魔界の薄闇の中、梶原は窓際で立ったまま、あやのの方を振り返らずに訊いた。


背中越しに問いかけるその声は、静かで、けれどどこか張りつめている。


あやのは一瞬だけ黙っていた。

まだ、夢の中にいた未来の残響が胸の奥で微かに揺れていた。


けれど──やがて、笑った。


 


「……これが、私が“星眼”を持って生まれた理由なのかもしれない」


その声には、迷いがなかった。


「記録するだけじゃ足りない。壊される前に、動かなきゃ。先に手を打たなきゃ、誰かがまた“記憶”を燃やそうとする」


 


梶原がゆっくりと振り返った。


「……覚悟はできてるか?」


あやのは頷いた。


「うん。これ以上、失いたくないから」


その言葉に、梶原の口元が微かに綻ぶ。

それは、戦場へ向かう者が見せる、最後の柔らかさだった。


 


「なら、俺も動く」


そう言った彼の眼差しには、すでに躊躇がなかった。


「“記録者の剣”として──公に立つ。

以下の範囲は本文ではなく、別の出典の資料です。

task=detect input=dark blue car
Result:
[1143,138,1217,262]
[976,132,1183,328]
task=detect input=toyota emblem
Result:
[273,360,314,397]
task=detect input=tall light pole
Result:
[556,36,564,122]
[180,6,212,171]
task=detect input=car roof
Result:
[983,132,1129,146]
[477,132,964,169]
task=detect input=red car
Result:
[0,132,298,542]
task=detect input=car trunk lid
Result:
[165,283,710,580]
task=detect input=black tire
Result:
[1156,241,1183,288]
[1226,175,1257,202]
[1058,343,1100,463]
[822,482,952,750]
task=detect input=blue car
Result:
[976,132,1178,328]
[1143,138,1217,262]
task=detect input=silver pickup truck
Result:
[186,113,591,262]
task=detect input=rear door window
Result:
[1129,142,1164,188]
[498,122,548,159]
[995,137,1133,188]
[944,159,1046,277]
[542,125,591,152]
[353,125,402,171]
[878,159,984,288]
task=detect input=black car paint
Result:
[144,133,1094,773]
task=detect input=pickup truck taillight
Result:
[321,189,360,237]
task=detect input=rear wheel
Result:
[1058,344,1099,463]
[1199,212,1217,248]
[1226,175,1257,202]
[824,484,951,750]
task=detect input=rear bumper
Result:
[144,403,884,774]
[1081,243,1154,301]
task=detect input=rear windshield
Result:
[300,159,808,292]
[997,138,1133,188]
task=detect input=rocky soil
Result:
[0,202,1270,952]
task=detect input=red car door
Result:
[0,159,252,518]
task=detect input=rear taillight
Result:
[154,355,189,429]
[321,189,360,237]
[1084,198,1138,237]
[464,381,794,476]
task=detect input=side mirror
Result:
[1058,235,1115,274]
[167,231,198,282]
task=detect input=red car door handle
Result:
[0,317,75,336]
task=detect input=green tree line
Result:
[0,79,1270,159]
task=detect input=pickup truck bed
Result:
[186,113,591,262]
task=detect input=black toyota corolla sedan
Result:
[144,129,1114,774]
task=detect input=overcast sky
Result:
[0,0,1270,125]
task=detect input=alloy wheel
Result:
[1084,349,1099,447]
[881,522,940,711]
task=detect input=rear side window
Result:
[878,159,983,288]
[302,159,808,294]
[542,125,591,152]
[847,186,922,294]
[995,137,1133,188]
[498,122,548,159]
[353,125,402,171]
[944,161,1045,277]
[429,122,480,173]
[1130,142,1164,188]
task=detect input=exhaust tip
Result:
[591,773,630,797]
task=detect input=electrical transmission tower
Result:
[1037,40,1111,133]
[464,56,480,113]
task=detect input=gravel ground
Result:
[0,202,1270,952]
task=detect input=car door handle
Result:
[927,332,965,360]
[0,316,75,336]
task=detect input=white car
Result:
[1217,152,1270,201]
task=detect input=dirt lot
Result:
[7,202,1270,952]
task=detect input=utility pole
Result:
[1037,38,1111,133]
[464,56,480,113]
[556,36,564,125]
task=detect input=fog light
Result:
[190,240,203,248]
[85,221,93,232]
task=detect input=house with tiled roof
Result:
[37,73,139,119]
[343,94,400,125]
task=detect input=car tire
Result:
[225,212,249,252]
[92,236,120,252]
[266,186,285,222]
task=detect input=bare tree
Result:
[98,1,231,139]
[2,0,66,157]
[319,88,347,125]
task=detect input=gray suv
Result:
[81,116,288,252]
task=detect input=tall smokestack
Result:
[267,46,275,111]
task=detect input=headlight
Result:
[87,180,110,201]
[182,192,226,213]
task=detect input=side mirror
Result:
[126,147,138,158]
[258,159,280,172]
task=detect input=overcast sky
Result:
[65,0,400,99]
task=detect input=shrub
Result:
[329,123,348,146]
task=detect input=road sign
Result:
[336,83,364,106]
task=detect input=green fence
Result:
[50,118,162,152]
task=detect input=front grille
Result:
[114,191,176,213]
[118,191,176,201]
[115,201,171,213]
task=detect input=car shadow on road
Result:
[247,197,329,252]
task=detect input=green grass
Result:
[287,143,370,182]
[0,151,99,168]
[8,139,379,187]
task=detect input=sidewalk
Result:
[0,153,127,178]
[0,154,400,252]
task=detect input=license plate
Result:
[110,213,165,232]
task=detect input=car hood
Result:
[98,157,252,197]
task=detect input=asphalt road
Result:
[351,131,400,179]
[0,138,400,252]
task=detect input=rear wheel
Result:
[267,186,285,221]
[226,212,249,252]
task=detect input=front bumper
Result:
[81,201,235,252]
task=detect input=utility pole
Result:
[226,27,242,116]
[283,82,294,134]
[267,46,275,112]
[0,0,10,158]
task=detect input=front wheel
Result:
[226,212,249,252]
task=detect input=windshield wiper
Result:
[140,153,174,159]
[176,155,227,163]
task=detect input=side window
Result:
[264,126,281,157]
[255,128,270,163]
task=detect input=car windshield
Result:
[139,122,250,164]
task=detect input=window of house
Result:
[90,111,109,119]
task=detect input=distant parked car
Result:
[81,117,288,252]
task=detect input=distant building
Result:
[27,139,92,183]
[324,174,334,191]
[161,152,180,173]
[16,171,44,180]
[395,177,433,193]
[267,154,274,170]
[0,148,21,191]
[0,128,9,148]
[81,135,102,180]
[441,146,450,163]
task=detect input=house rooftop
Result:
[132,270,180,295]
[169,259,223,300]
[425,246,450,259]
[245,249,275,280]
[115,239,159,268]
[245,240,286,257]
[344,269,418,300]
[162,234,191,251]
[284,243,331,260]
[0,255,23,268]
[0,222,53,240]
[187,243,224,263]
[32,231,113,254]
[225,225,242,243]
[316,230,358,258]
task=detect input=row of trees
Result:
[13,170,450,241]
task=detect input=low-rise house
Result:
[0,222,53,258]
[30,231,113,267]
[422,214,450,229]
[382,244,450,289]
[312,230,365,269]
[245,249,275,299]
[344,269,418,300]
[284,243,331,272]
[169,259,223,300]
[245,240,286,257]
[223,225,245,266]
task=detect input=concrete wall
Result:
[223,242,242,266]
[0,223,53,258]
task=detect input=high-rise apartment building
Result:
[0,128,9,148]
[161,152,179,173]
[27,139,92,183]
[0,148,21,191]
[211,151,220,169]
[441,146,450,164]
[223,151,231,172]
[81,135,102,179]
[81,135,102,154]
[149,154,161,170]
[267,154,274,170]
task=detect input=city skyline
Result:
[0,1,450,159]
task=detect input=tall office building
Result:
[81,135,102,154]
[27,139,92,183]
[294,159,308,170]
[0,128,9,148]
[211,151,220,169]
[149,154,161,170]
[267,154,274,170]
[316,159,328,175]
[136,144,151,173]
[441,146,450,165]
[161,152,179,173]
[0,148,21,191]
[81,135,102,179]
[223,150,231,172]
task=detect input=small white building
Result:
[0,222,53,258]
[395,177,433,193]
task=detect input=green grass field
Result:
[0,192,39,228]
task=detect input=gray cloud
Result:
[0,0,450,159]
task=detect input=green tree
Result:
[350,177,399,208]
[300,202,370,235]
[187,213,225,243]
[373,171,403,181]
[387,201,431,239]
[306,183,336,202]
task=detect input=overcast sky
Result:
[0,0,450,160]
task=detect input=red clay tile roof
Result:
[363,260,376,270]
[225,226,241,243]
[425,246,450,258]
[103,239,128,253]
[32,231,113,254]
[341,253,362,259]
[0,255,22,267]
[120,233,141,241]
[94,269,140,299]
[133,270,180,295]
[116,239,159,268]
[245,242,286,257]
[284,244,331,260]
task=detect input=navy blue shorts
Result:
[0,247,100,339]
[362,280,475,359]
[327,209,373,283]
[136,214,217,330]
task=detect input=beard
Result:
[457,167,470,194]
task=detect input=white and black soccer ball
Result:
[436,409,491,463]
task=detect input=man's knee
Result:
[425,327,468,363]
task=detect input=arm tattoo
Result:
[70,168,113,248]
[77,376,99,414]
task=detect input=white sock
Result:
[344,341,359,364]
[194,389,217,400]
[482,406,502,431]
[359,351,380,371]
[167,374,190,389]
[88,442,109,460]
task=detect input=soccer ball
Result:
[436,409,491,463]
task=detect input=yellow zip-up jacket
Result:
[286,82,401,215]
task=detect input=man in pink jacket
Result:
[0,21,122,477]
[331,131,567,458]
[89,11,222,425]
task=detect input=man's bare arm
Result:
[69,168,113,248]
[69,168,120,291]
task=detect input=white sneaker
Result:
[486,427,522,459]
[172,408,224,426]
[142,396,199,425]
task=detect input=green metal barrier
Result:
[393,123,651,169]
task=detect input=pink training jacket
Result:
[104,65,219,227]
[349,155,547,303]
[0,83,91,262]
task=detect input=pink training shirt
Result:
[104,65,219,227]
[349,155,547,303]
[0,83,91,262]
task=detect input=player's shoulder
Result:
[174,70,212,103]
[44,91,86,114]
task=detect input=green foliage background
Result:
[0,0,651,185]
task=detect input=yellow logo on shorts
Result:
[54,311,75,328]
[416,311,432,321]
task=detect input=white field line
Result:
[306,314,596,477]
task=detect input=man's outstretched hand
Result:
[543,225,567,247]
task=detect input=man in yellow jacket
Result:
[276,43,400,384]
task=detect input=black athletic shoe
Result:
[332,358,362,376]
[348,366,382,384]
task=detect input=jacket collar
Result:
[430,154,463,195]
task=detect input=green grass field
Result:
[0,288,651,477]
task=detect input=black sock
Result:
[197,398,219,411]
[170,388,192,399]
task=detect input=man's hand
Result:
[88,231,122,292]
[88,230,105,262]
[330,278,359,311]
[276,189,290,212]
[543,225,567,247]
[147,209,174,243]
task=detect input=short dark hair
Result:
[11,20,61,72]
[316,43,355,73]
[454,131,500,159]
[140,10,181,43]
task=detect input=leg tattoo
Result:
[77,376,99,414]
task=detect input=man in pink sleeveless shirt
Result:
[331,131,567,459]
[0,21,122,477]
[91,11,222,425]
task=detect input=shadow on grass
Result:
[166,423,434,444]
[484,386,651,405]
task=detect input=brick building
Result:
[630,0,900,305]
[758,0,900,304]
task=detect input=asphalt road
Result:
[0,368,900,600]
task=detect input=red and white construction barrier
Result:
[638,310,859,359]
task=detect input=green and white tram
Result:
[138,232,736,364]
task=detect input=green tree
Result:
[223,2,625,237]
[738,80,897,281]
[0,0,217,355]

お前の盾として、名乗りを上げる」


 


その言葉が響いた瞬間、

静かだった空間に、空気の流れが変わった。


梶原は長年伏せてきた鎧を手に取った。

魔界西域の将家に伝わる、墨金の戦装束。

記録を守るために鍛えられた“盾”としての証。


 


そして彼は、魔界王族に仕える近衛筆頭・立野腕と並び、玉座前にて“記録者の剣”としての正式な宣言を行う。


 


「我、梶原國護。魔界西域将家、直系にして──記録者真木あやのの剣なり。この命、彼女の記録と共に在り、彼女を脅かすいかなる者とも相対する」


 


その宣言は、かつての戦神の帰還とも、

そして“空の玉座”を守る宣言とも取られた。


反発の声も少なくなかった。

だが、王を敬愛していた者ほど、その意志を受け継ごうとした。


 


一方、あやのは盤の中に封じられた過去と未来の記録へ、少しずつ接触を始める。

それは「記録されていなかった戦乱の真実」や、「星眼が見てはいけないとされた映像」──時に危険な禁忌に触れることを意味していた。


だが、彼女は逃げなかった。


梶原が、傍にいたから。


 


ふたりは、それぞれに“剣”と“記録”を背負い、

動き出した魔界の新たな時代のただ中へ、静かに歩み始めた。


 


──その行く手に待つものが、

光か闇か、それすらまだ記録されていなかったとしても。